Les mères lyonnaises

La mémoire officielle les a « mangées », effacées, oubliées. La mémoire populaire, elle, les a gardées en vie : les « mères lyonnaises », formidables cuisinières et femmes de caractère, n’ont pas seulement contribué à forger la réputation gastronomique de la ville de Lyon, elles ont fait œuvre pionnière. Elles furent des cheffes avant la lettre, dirigeant de main de maître leurs petits ou grands restaurants, régnant sur leurs fourneaux comme en salle.

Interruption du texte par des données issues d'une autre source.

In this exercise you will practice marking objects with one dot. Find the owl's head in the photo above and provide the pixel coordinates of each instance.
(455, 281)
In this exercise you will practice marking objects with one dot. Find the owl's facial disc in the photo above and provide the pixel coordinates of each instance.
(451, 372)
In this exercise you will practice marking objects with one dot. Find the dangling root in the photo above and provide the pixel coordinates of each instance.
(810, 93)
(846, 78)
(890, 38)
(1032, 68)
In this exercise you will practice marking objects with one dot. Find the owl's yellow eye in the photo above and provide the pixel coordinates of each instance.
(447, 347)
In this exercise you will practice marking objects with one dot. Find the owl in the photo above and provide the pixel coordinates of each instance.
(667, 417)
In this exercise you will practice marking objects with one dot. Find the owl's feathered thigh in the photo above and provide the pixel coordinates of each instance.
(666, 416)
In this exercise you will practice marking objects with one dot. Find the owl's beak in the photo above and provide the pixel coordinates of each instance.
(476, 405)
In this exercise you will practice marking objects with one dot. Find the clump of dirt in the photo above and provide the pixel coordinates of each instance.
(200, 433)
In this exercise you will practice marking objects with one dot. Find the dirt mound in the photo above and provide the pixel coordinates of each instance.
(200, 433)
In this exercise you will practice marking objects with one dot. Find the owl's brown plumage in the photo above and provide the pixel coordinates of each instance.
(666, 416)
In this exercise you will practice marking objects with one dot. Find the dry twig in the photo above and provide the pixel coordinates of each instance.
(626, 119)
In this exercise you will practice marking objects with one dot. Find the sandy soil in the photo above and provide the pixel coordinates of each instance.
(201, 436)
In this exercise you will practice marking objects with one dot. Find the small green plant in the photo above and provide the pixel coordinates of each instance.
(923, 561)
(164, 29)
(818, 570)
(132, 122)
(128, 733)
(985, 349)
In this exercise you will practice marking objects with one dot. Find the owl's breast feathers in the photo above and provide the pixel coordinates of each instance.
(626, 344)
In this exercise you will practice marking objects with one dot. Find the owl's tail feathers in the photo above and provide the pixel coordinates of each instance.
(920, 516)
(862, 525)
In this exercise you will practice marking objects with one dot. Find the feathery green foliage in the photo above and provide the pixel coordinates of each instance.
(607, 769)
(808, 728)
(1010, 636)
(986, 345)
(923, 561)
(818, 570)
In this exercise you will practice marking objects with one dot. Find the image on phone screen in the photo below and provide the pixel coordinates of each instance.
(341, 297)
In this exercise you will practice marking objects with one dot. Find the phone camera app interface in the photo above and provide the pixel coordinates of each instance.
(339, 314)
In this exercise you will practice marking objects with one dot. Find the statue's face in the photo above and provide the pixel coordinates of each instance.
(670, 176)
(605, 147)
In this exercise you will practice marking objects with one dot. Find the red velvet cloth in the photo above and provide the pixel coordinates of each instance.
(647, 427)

D’Eugénie Brazier, la fameuse « Mère Brazier », qui décrocha les trois étoiles du guide Michelin dès 1933, à Marie-Thé Mora, cordon bleu et grande amoureuse, en passant par la géniale Paule Castaing, la gouailleuse Léa Bidaut et la (trop) modeste Fernande Gache, toutes régalèrent gourmets anonymes et célébrités, gens de peu et riches notables.

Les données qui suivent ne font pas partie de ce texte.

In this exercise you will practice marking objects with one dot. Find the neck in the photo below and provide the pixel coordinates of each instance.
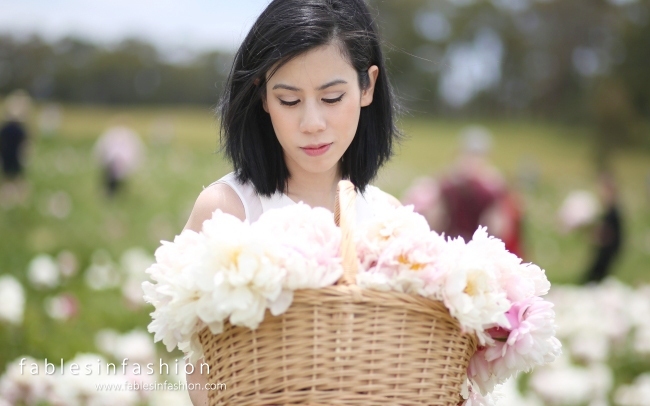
(314, 189)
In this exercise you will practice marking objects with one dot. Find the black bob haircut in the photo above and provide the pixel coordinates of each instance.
(284, 30)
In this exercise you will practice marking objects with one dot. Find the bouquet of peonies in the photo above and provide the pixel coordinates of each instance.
(234, 271)
(487, 289)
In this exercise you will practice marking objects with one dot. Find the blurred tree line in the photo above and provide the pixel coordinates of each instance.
(585, 61)
(72, 70)
(581, 61)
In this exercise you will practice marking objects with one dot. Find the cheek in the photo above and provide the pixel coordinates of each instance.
(281, 121)
(347, 118)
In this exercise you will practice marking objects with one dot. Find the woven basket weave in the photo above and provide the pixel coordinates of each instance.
(342, 345)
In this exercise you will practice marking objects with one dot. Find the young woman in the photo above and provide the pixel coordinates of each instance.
(307, 104)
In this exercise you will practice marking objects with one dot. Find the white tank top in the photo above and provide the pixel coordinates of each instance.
(255, 205)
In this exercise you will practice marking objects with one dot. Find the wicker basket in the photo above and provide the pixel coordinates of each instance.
(342, 345)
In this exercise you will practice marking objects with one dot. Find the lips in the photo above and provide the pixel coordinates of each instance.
(316, 149)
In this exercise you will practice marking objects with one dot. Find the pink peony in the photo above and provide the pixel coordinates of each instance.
(529, 341)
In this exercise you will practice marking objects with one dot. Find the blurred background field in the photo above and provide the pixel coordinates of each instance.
(561, 86)
(67, 209)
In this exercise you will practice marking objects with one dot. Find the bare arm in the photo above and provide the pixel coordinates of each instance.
(219, 196)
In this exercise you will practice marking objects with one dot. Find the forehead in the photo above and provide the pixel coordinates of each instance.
(314, 67)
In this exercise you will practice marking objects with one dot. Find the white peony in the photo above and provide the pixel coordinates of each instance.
(520, 281)
(43, 272)
(225, 272)
(408, 264)
(310, 244)
(388, 224)
(471, 289)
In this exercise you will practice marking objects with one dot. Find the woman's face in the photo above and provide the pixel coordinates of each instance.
(314, 101)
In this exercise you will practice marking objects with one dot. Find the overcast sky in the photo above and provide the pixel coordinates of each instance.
(170, 24)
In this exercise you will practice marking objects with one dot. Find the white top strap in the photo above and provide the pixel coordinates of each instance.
(255, 205)
(246, 192)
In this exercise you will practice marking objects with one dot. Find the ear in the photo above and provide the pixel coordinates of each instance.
(265, 106)
(367, 93)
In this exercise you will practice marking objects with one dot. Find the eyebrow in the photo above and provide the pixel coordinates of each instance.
(323, 87)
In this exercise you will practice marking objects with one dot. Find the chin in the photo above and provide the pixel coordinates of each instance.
(322, 166)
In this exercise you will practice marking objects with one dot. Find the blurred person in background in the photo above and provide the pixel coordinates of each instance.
(119, 151)
(470, 194)
(608, 233)
(13, 143)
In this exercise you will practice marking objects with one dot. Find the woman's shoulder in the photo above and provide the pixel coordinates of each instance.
(375, 195)
(218, 195)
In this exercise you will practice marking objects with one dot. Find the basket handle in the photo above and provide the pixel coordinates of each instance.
(344, 216)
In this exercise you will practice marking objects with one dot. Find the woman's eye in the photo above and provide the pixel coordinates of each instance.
(336, 100)
(288, 103)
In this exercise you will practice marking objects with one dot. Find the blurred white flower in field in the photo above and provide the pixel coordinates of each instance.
(102, 272)
(510, 395)
(12, 300)
(28, 386)
(578, 209)
(562, 383)
(43, 272)
(593, 319)
(642, 339)
(136, 345)
(62, 307)
(636, 394)
(82, 389)
(135, 262)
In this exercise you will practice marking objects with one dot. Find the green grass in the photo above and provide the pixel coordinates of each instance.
(158, 199)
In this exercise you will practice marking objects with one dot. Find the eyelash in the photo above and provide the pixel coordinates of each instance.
(328, 101)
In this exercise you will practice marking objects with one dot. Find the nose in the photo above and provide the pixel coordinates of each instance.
(312, 120)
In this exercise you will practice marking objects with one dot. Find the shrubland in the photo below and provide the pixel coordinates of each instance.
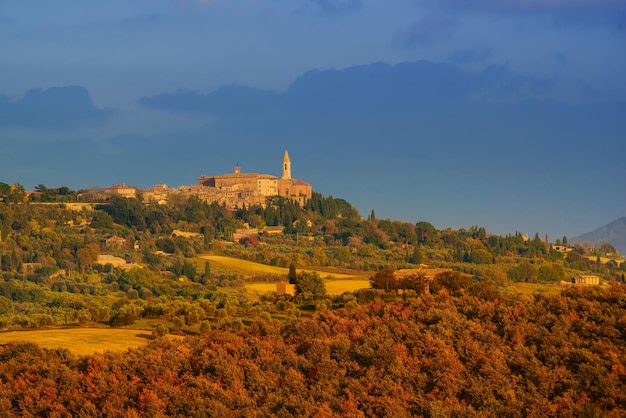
(450, 336)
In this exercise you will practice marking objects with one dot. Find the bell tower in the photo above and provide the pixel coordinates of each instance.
(286, 166)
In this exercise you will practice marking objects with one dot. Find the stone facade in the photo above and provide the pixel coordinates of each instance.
(238, 189)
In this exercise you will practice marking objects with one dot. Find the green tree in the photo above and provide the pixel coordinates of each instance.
(292, 275)
(310, 283)
(384, 279)
(417, 257)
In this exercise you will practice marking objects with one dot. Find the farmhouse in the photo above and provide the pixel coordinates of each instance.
(586, 279)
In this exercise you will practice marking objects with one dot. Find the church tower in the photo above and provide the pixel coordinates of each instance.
(286, 166)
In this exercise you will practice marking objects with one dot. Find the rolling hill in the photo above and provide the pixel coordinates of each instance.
(614, 233)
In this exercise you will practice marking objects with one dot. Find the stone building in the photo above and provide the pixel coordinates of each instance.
(586, 279)
(238, 189)
(122, 190)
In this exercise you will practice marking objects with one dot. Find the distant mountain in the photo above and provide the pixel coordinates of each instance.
(614, 233)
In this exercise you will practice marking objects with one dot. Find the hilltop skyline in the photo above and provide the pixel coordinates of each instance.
(508, 116)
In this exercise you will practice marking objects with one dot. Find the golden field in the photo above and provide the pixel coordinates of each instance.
(82, 341)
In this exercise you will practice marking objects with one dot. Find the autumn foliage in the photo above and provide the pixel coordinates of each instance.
(471, 352)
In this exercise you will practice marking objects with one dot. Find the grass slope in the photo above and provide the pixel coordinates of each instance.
(81, 341)
(250, 268)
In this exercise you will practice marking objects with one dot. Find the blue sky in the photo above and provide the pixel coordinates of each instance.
(507, 114)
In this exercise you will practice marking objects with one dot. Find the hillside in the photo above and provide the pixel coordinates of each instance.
(614, 233)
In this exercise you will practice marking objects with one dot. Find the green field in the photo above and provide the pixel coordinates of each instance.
(82, 341)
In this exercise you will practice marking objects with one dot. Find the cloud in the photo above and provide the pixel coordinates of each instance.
(55, 107)
(427, 31)
(338, 7)
(5, 20)
(469, 57)
(378, 88)
(141, 20)
(563, 10)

Dans son livre, « Mangées » (sous-titré « Une histoire des mères lyonnaises »), Catherine Simon retrace le parcours de ces femmes d’exception, rarement maternelles et encore moins lyonnaises... On y suit l’enquête – et ses coulisses – d’un tandem de journalistes, à qui le Progrès de Lyon vient de commander une « série » sur les « mères ». Loin du folklore qui entoure les « bouchons » et autres Guignols chers à la capitale des Gaules, on entre de plein pied dans la vie de ces femmes, venues de la campagne, toutes d’origine modeste, qui inventèrent les tables d’hôtes, mitonnèrent volailles demi-deuil et quenelles féériques, et transgressèrent, sans jamais s’en vanter, plus d’une ligne rouge. À travers elles, « Mangées » dessine un portrait de la France du XXème siècle et entraîne le lecteur dans une promenade gastronomique et historique de la ville de Lyon – notamment sous l’Occupation.